A suicidal stillness, becoming of a child who can fathom death in greater truth than the normal toddler of his age. Dawning on adolescence, though pressed to be what he cannot become. Pressured to believe he must be to his parent’s making; this, and an infinite more, bleed the sadness out of Brandon. He knows fury. Though, rage is a fire, and even among those who breathe it cannot become wholly accustomed to its fumes.

As was said, he comprehends death in a greater clarity than the common youngster to his age.

Death, a blackness, on its own. Would that be where he aims to fall, for the settling of his bruised and beaten flesh finally at rest? No love from parents. No eyes, of Brandon’s own, able to discern the external school-children as worthwhile for friendship when he finds even himself as alien.

Without will, and he is able to breathe in and out the same grey of the sky.

III

Depression should not be a matter for a child.

If it is even depression that can leak its dark contents, its liquid so black, in through the cracks children so unwillingly leave themselves open with, it can be proper to call it a monster. Though, depression is no illness, because an affliction implies its own presence. What is present of shadows, blending well within the darkness of those with depressive minds? That is a nothing. Depression is to nothingness, because itself defines an absence. Itself is the absence, the void of what was never there. Brandon’s innocence should be kept, his purity remaining intact. These repeated beatings will mark it not red, though with the black of that same absence.

Brandon’s wings now burn in a cold void, touched by what frostbite could be the thing to spread the sparks. Sparks as softly landed as the snow, where Brandon, himself, wishes to to turn into. “Could I be the snow?” might say him, though his words were an admittance to live for the falling flakes. His pages all burned into blackness, his face a contortion, a twist, a formed scar even without the devilish hands to swipe.

Depression should not be what hugs the child, staying next to Brandon, here, as a friendly phantom. It should not be what wraps its cold, deceptive hands about, in what is instead needed of genuine arms to do the same.

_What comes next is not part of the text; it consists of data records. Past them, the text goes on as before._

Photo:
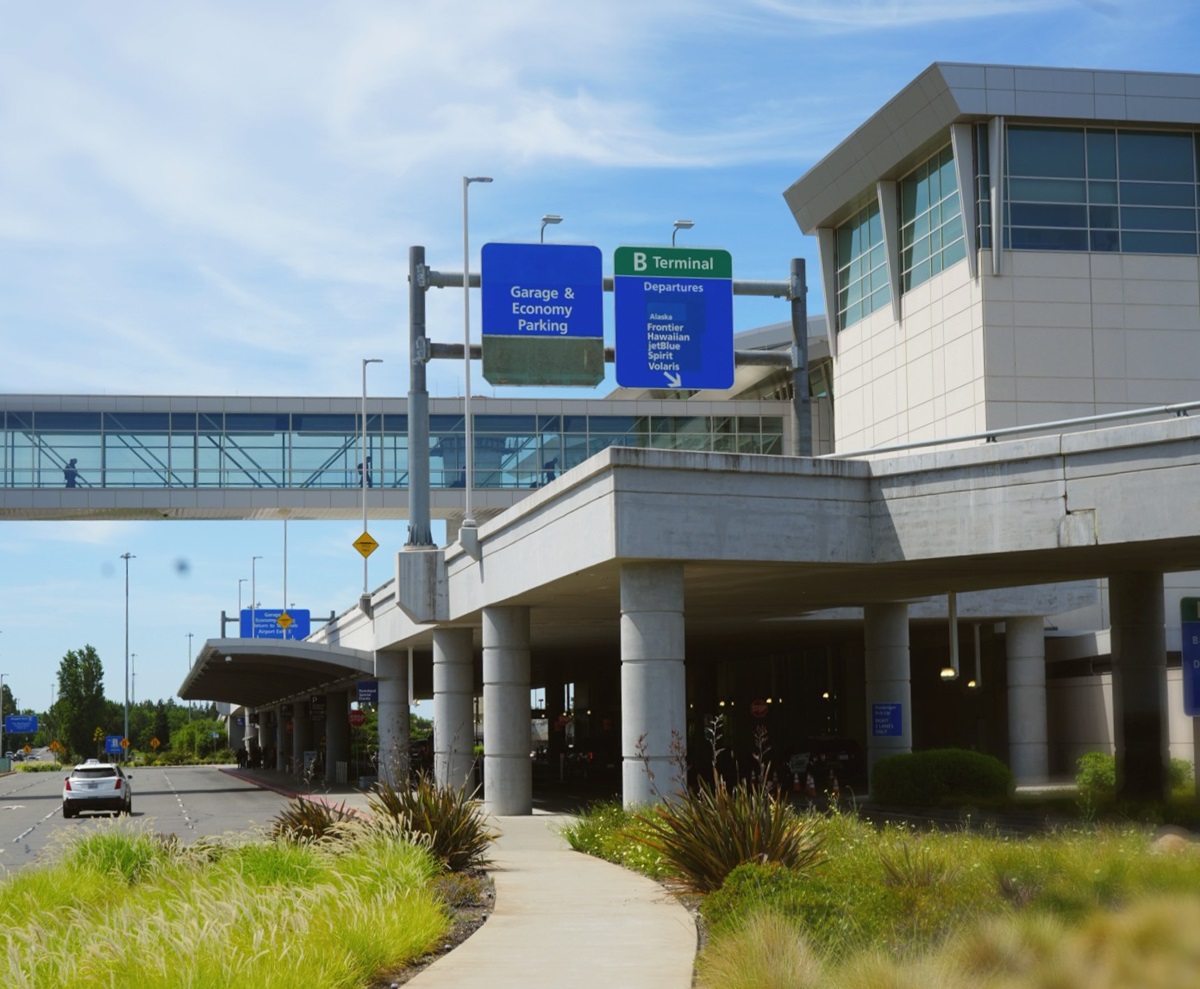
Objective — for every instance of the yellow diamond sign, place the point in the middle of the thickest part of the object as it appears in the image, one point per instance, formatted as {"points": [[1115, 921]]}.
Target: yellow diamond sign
{"points": [[365, 545]]}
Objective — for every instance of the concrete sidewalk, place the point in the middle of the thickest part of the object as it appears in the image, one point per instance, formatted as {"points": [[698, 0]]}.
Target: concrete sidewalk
{"points": [[569, 918], [559, 915]]}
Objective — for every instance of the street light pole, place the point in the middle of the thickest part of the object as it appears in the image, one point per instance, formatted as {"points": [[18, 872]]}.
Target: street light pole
{"points": [[468, 521], [253, 598], [189, 670], [681, 225], [363, 462], [126, 557]]}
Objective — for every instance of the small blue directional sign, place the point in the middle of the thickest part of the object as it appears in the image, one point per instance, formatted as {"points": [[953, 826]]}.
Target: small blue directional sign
{"points": [[543, 289], [887, 720], [1189, 613], [673, 317], [264, 623]]}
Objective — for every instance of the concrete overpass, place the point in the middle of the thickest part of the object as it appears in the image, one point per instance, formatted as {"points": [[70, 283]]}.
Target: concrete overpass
{"points": [[641, 558]]}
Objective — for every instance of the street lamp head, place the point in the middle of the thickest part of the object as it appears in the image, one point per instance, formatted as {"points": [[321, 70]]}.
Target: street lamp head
{"points": [[549, 220]]}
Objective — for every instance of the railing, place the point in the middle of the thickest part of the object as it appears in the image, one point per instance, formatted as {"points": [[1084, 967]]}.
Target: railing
{"points": [[993, 436]]}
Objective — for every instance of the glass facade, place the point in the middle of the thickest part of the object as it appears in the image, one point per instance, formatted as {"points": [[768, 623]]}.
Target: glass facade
{"points": [[294, 450], [1096, 189], [862, 267], [930, 221]]}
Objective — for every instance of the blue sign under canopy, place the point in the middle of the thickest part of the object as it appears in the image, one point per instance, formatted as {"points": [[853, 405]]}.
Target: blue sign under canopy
{"points": [[264, 623]]}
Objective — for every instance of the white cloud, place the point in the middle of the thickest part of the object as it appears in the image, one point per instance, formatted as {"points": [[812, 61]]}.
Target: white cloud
{"points": [[876, 15]]}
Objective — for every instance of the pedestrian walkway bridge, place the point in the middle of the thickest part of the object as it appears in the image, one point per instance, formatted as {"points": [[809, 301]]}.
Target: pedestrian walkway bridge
{"points": [[88, 456]]}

A child should no more be wrapped at the tongue of the night, than contemplate for a minute more the imagined terror in their closet or beneath their bed. A child should no more be having to tug at their own heartstrings to break open tears, than yearn for a mother to hold their hand or a father to give an advisory word.

But it is Brandon’s tears that swarm his face, falling with the outdoor Autumn leaves. Tears that appear as flies to follow their thirsting taste, pursuing the scent to his multitude of open wounds. These droplets smear his cheeks, cleanse for a moment his aching soul, while he whimpers in his room where no comfort ever fades in. Everything else entering through his breathing nostrils fades out quickly with his exhausted sigh. Faint winds from his open mouth tickle small hairs on his arms that hug his knees. How does the scene of negligence appear? It is when the child hugs his knees, finding darkness a greater comfort than hope. It is not, in this case, a darkness that he would resent, much to the similarity of his mother and father.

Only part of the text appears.